2.0 -- Monday, October 24 2005, 09:01 am J. honey...Lou's "n" seems to be sticking.
Licia -- Monday, October 24 2005, 09:09 am SO WEIRD! Didn't remember the anniversary in particular,
but did put Mellon collie into my CD book to bring to lab
this morning. Haven't listened to it in years. Ah,
memories. Definitely remember buying this one -my first
double album & had to borrow cash from my little brother!
And yeah, totally on the fringes of nowhere. Moo.

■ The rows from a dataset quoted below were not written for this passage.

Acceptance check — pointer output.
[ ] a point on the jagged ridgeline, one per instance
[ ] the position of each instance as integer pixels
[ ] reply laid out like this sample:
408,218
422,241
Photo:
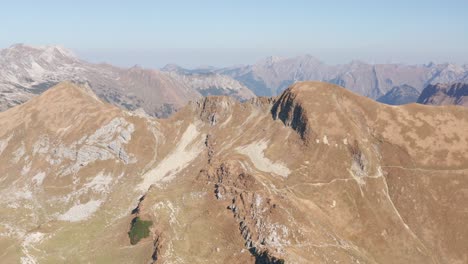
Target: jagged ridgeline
316,175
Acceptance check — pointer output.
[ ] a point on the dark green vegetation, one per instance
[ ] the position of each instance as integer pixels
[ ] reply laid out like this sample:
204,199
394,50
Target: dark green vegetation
138,230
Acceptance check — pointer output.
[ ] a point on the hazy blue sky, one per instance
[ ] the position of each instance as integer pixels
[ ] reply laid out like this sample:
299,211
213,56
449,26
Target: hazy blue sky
191,33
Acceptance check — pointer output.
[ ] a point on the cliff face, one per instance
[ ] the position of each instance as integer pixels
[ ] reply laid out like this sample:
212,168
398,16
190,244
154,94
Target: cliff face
445,94
400,95
316,175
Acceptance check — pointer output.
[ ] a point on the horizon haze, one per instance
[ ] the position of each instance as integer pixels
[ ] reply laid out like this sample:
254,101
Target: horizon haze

Grafe -- Monday, October 24 2005, 10:12 am I actually didn't buy nevermind until I was in college, I
stopped at bleach in high school. I never liked "smells
like teen spirit" and to me nevermind was always sort of
uneven. However, in the spirit of rocking harder than I
remember, I will give it a listen when I return home. I
will terr0rize my neighbors with a lithium sing-a-long if
nothing else. And possibly, I will drop the E to a D on my
guitar and shatter some noise ordinances trying to play
along with drain you.
on a side note, if anyone hasn't seen the documentary
"fog of war", go rent it.
E -- Monday, October 24 2005, 12:56 pm I too recommend Fog of War
Bullfrog -- Monday, October 24 2005, 01:19 pm I just got one of those ridiculous internet poll questions
(of the "Is this Jessica Simpsons?" or "Does Bush suck ass?"
variety) that I finally didn't know the answer to. "Who is
Ciara engaged to?" The choices were Kanye West, Bow Wow and
someone named Omarion. I don't even know who Ciara is.

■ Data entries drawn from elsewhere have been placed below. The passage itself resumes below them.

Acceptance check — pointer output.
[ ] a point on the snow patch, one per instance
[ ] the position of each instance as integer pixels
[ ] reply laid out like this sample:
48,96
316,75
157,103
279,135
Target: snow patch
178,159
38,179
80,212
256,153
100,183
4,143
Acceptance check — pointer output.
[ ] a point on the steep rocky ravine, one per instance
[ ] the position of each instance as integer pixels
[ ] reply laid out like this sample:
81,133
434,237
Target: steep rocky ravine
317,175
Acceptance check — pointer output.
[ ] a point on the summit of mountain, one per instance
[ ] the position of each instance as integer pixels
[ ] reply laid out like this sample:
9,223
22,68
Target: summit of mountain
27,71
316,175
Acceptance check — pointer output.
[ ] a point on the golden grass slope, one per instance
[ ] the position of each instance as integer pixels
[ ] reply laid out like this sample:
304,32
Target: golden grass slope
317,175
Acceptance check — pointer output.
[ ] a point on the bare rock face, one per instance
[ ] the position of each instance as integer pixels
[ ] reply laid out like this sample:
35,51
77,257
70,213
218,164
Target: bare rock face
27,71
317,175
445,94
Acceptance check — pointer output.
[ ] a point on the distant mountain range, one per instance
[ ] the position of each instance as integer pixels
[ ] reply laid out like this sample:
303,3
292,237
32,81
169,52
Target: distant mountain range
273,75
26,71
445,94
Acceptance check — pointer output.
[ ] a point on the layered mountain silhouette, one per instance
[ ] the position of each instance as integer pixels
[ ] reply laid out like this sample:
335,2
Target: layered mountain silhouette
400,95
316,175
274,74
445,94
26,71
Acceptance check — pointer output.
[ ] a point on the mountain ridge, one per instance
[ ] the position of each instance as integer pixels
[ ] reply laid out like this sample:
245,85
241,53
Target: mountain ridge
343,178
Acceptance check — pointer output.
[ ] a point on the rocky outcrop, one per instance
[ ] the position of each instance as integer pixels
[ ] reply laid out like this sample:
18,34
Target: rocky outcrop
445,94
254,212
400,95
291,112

This is a great day for me personally - the LCD is now so
low that I am unaware of it. Whoo!
Our video store never had Fog of War in stock while 2.0
was in her documentary class last year, and we've never
gotten around to it, but I've heard excellent things. Is
that the one where McNamara says we were wrong in 'Nam, or
something to that effect?
MNP -- Monday, October 24 2005, 01:25 pm Is Ciara the girl from Pirates of the Carribean (and Bend it
like Beckham)?
Bullfrog -- Monday, October 24 2005, 01:37 pm No, that's Keira Knightley, currently starring in Domino,
unless it already got yanked from theaters for sucking.
Bullfrog -- Monday, October 24 2005, 01:38 pm Ciara, according to mtv.com, is the first lady of Crunk n'
B. Whatever the bloody hell that means. I stopped short of
looking up who she's engaged to. I am happy to be stumped
by those stupid polls promising me a gift certificate to Red
Lobster.
Grafe -- Monday, October 24 2005, 02:23 pm yeah, 'fog of war' is the mcnamara one.
2.0 -- Monday, October 24 2005, 03:41 pm I didn't buy nevermind either, in fact I didn't buy the
album (er...CD...well actually MP3) mostly because I was
making minimum wage at the time...which was 5.15...which i
believe is what it is to this day. Wow, from the
retrospective position of today's minimum wager I was doing
quite well. I had a tape deck until I was a soph in
college. Currently I'm in a three ipod household, so I
guess I have come a long way.
I hear that a lot...the not likeing of SLTS. I don't get
it. I mean, barring the overplayedness of its debut it's
still a good song. Really, one of the best coming out of
that period I think. Popularity kills I guess. At any
rate...do let me know how the neigbors liked the album.
MNP -- Monday, October 24 2005, 04:08 pm Did you know this is the first time EVER that they have run
out of names for tropical storms and they had to name them
greek letters? Also, look out for 2006 & 2007 - there are
some scary looking names on the lists (Grafe & E...)
http://www.nhc.noaa.gov/aboutnames.shtml
Grafe -- Monday, October 24 2005, 04:56 pm there's a hurricane Grafe??? awesome! what are the odds?
E -- Monday, October 24 2005, 07:01 pm Yes, my name was actually a hurricane the summer before I
graduated from high school - it hit the FLA panhandle.